German supermarket Aldi has committed to a £1.3bn investment in the UK. This comprises 100 new stores, the creation of another 4,000 jobs and purchase and expansion of warehouses. Aldi is currently the fifth largest UK grocer with 894 stores and 36,000 staff. Aldi has an 8% share of the UK market and has enjoyed a 49% rise in pre-tax profits compared with the previous 12 months, making it, alongside Lidl, the fastest-growing supermarket chain in recent years.
The supermarket is also investing in a click and collect service, which it launched last week and delivery service through Deliveroo. This comes as online supermarket shopping has rocketed, a trend which Ocado believes is a permanent one. Since March, regular online shopping amongst the over-55 age group trebled and 32% of 35-44 years complete at least one online food shop each week.

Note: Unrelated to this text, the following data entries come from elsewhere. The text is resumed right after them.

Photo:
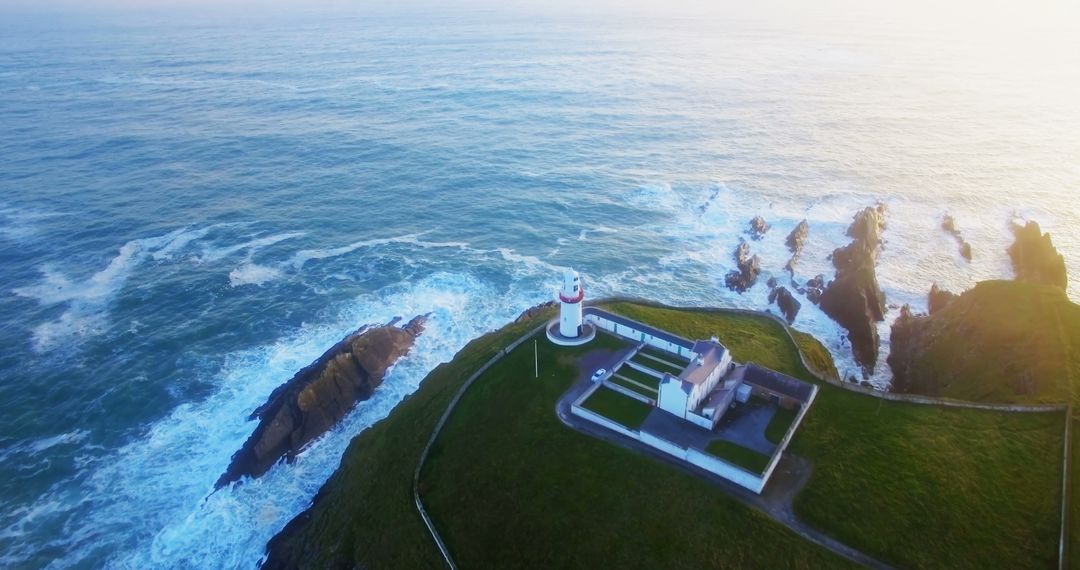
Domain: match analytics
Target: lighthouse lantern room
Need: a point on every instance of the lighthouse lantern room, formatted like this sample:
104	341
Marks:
570	328
570	298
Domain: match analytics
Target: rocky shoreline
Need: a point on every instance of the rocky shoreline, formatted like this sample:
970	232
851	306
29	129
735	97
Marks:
320	395
854	299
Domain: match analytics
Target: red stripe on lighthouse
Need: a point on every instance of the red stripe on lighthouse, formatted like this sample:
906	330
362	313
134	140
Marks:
581	295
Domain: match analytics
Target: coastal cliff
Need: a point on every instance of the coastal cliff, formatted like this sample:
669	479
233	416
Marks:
320	395
854	299
1034	257
1002	341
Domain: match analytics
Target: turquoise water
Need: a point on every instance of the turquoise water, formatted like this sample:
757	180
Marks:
192	208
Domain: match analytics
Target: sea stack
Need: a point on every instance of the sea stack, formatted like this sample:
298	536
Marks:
854	299
1035	259
796	241
747	268
320	395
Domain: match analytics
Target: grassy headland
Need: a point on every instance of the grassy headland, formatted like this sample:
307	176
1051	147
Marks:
1001	341
508	485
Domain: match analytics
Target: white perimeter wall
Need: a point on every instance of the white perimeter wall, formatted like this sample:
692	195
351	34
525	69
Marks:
635	335
737	475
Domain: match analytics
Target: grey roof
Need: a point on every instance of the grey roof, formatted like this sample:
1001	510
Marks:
720	398
639	326
777	382
709	356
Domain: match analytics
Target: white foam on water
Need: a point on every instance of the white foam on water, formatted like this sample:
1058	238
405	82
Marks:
88	299
253	274
304	256
704	225
162	483
216	254
586	232
184	239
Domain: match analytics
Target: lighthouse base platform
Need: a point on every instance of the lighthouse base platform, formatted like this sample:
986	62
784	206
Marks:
588	333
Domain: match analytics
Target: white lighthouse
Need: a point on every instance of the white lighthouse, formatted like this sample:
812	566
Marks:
570	297
570	328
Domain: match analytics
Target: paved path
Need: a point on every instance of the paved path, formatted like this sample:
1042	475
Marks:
790	476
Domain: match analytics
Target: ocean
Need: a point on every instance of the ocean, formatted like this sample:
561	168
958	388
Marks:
192	208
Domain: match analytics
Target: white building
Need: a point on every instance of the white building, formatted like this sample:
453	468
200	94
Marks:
570	328
570	299
682	395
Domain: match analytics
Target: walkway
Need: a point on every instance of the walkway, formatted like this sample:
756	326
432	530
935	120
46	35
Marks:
791	475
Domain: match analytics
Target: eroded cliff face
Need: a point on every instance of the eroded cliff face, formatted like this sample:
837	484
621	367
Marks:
320	395
1002	341
1034	257
854	299
796	241
747	268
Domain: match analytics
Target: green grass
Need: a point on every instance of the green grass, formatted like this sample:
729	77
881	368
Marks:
509	486
930	487
1074	514
916	486
740	456
638	376
817	355
617	407
1000	341
376	477
780	423
631	385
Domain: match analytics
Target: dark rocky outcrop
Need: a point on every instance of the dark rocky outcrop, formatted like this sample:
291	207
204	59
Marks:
796	241
814	288
320	395
854	299
787	303
748	268
1034	257
757	228
1002	341
939	298
948	224
534	311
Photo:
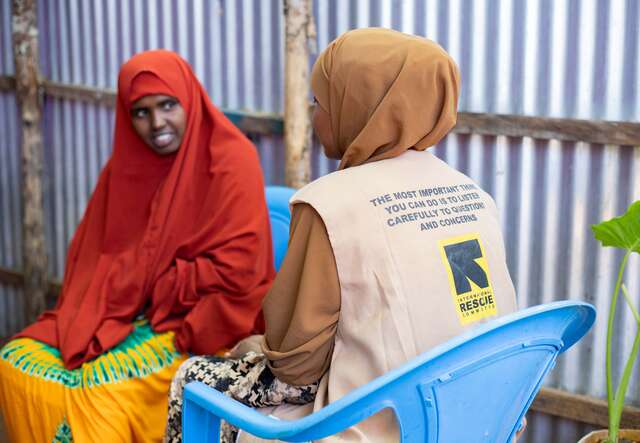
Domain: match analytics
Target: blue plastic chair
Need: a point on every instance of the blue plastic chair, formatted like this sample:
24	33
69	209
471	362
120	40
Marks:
278	205
473	388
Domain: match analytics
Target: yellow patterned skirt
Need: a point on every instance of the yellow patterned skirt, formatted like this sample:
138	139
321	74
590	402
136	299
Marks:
120	396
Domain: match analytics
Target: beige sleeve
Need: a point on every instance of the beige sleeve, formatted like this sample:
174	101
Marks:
302	308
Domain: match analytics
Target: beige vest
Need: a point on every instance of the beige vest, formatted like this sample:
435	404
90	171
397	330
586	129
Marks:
420	258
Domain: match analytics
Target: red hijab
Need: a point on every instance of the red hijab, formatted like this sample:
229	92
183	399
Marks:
184	237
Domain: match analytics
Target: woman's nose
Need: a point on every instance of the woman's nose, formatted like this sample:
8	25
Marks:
157	120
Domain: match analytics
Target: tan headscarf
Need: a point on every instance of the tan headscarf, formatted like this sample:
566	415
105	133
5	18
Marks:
386	92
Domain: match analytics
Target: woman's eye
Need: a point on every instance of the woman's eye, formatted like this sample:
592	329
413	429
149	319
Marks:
139	113
168	104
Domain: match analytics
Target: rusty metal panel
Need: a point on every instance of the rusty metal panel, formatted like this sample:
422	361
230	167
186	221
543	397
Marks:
11	309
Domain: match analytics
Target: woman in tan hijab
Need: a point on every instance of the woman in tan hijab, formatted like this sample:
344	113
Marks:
389	256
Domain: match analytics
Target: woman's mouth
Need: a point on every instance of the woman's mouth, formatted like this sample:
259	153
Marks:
163	140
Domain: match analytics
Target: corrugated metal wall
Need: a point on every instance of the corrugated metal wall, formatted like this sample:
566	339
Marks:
574	59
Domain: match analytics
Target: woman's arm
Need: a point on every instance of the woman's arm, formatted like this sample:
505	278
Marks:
303	306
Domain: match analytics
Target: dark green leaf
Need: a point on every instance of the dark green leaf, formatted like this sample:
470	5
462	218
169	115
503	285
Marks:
621	232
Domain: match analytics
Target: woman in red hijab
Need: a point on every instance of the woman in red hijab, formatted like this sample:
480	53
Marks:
172	256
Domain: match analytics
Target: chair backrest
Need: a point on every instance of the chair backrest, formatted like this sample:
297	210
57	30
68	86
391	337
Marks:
280	217
474	388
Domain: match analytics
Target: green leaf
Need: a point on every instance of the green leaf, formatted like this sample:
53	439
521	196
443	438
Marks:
621	232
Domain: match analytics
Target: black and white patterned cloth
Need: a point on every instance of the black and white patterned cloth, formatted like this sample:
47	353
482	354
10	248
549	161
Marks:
247	379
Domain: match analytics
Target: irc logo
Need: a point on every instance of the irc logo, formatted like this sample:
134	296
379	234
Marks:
468	273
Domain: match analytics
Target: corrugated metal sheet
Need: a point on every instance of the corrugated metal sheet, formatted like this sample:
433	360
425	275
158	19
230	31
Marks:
6	52
562	58
11	308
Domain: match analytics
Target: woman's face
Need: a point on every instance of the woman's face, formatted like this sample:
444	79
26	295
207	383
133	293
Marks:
321	122
160	121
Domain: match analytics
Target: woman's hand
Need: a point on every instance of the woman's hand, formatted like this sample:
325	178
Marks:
251	343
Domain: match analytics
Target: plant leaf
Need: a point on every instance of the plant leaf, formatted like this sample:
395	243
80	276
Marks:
621	232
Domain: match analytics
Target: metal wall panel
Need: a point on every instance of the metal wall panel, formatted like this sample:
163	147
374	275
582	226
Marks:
6	51
562	58
11	308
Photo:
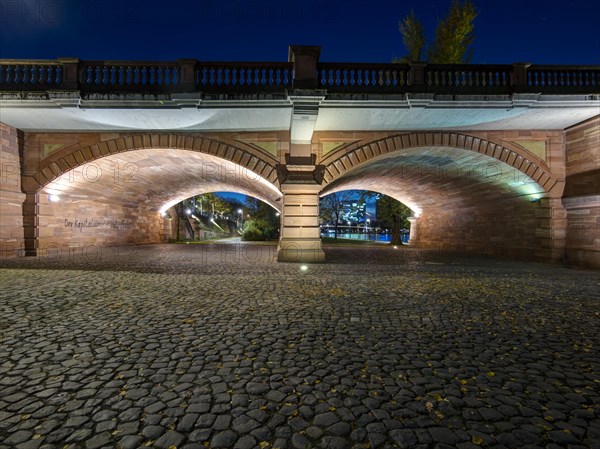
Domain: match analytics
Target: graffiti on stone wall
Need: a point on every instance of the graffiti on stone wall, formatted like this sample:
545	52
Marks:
98	223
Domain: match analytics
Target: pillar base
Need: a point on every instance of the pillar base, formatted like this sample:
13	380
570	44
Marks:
300	250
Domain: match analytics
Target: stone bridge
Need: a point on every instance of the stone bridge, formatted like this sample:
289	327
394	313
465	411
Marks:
492	159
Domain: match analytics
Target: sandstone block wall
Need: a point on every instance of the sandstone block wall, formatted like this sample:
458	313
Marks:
582	194
11	196
86	225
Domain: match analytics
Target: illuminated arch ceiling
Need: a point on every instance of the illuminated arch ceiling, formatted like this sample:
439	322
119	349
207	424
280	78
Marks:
438	177
159	179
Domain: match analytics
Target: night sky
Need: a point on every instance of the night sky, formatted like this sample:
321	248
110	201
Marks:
536	31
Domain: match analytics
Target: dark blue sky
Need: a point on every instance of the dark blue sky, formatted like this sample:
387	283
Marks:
537	31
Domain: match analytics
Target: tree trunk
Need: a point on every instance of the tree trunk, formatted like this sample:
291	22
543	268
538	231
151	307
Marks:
396	237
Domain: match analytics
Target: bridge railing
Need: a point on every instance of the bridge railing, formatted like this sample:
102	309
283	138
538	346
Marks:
343	77
190	75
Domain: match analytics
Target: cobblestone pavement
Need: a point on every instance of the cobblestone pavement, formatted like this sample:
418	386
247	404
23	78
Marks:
219	346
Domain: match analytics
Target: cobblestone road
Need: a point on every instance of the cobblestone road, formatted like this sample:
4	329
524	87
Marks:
219	346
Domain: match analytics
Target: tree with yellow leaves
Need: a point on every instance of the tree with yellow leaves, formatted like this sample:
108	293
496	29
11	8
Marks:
453	36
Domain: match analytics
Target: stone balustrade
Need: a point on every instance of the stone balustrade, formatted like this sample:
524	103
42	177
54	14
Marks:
190	75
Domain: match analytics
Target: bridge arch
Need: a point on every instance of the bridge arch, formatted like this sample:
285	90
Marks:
63	161
340	161
119	191
466	193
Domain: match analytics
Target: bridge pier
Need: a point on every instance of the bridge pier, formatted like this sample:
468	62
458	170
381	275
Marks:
300	239
413	230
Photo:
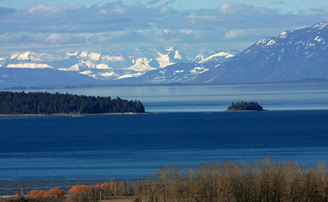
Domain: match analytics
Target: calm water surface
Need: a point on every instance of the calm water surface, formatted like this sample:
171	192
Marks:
187	127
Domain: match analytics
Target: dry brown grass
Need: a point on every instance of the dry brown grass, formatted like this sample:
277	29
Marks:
260	181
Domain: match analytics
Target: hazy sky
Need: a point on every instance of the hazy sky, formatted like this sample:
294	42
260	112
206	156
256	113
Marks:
108	26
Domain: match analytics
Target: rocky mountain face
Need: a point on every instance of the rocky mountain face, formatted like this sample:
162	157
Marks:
290	56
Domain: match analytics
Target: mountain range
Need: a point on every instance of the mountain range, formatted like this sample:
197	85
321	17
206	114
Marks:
290	56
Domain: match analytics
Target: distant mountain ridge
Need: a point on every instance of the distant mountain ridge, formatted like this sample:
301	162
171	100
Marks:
298	55
99	66
290	56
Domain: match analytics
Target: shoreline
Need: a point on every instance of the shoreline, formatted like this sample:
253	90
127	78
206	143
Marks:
72	115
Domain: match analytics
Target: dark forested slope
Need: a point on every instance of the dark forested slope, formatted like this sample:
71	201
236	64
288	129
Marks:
245	106
47	103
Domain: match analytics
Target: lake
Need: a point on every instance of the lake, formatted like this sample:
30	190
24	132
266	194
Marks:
188	126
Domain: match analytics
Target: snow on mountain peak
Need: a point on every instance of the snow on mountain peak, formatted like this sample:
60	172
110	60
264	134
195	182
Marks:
321	26
177	55
216	56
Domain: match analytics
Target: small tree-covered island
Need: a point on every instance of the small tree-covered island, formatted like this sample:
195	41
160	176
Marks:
21	103
245	106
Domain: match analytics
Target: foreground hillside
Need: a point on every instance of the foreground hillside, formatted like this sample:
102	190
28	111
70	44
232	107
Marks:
229	181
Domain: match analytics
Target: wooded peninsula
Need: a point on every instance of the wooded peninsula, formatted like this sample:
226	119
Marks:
21	103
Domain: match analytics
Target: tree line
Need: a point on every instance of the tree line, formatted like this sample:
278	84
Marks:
245	106
264	180
58	103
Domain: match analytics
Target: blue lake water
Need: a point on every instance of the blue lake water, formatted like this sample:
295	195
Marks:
187	127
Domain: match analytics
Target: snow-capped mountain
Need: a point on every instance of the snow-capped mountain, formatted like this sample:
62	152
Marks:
98	65
290	56
108	67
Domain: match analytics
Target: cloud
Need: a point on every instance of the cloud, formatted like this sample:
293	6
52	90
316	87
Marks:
6	11
234	34
185	31
277	3
109	25
152	2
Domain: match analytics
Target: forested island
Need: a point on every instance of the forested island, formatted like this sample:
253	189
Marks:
21	103
245	106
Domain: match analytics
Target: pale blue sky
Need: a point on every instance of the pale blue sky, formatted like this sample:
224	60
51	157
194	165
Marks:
108	26
283	5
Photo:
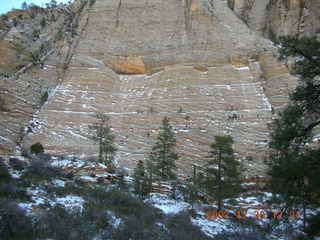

Waitrose & Partners executive director James Bailey has described the lockdown shift as ‘irreversible changes’. Aldi’s UK chief executive Giles Hurley says the developments are imperative to meet new consumer demands.
Talking point: Do you think the move to online grocery shopping is a permanent one?
Last week, European aerospace giant Airbus announced its plans for the world’s first commercial zero-emission aircraft. Chief executive Guillaume Faury touted the airliner manufacturer’s three initial concepts as ‘historic’ and revealed launching plans for 2035. Airbus has collaborated with EasyJet on this matter in a year-long research project considering the future for hybrid and electric aircraft.
The new passenger planes are set to be fuelled by gas-turbine engines which will have been modified to burn liquid hydrogen. The move could significantly reduce aviation’s climate impact.
However, it should be noted that in order for the plan to work, huge investment will be needed not only in developing the aircraft but also for airports to commit to revamping their refuelling infrastructure. Faury recommended decisive action from the ‘entire aviation ecosystem’ to ensure success.
Talking point: What is rival Boeing doing to develop the aviation industry in a more environmentally friendly fashion?
High expectations ran for investors approaching Tesla’s 2020 Annual Meeting of Stockholders and Battery Day. The company’s co-founder and CEO had encouraged speculation over an announcement for a ‘one million mile battery’. Despite other cutting-edge developments such as a new cathode plant in North America, a $25,000 car and improved battery range, the company’s stock value plunged more than $50bn, reinforcing Tesla as one of the most volatile in the stock market.
Talking point: What else has happened recently in the EV industry which may have had an impact on Tesla’s share price?